The use of sanctioned bike changes during the elite men’s time trial at the UCI Road World Championships is causing heated debate.
Pre-race favourite Tom Dumoulin is among those who have said they will change bikes from a time trial machine to a road bike to tackle to final steep hill in Bergen, Norway, on Wednesday.
The Dutchman says that he will very likely change bikes regardless of his performance as he feels the benefit from swapping to a bike designed for climbing will outweigh the disadvantage of stopping and changing machines prior to the 3.1-kilometre Mount Floyen that rises at over nine per cent gradient.
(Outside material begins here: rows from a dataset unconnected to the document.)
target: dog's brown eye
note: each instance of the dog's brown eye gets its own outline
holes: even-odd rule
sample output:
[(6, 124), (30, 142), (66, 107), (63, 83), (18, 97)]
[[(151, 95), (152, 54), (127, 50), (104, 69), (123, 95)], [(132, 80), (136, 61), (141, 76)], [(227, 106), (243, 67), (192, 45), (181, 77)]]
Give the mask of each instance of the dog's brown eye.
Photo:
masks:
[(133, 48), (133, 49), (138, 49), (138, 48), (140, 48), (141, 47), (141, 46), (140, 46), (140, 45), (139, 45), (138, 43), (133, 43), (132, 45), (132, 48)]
Dumoulin told Dutch media that he will make a final decision on whether he will change bikes after riding the climb in practice on Tuesday.
“The climb is heavy, but not as heavy as I expected,” Dumoulin said. “I understood that it was ten percent on average, but it was not really. There are also sections that go down a bit. That’s why it’s still a little bit if I’m going to change a bike. Tuesday, after a last good exploration, I’ll definitely make a decision.”
Dumoulin has already tasted success at the 2017 championships after his Sunweb team won the men’s team time trial on Sunday. He says that the victory will be the ‘candle on the cake’ after winning the Giro d’Italia in May.
Dumoulin’s Dutch team-mate Wilco Kelderman is also looking to change bikes before the climb. “I think you can climb tens of seconds faster on a road bike than on a time trial bike,” he said.
The Union Cycliste Internationale (UCI) has said that riders can change bikes during the race, and a bike change area has been set up for the first time in the race’s history. There will be a limit for how far helpers can ‘push off’ a rider after the bike change, with a 20-metre long mat on a cobbled section that must not be exceeded.
Similar bike changes have been employed by teams and riders in other hilly time trials in the past, notably during Grand Tours – for example stage 17 of the 2013 Tour de France, where Chris Froome changed bikes and won the stage, going on to take his first Tour victory.
The Belgian national team posted a video online on Tuesday showing them practicing bike changes in a car park.
Some commentators on social media did not appear happy that riders would be allowed to swap bikes during the race.
The elite men’s time trial route takes in 31 kilometres in total, comprising two laps of Bergen and the final climb up Mount Floyen to the finish line.
Dumoulin will face strong competition from the likes of Froome (Great Britain), defending champion Tony Martin (Germany), Jonathan Castroviejo (Spain), Rohan Dennis (Australia), Michal Kwiatkowski (Poland), Edvald Boasson Hagen (Norway) and Victor Campenaerts (Belgium).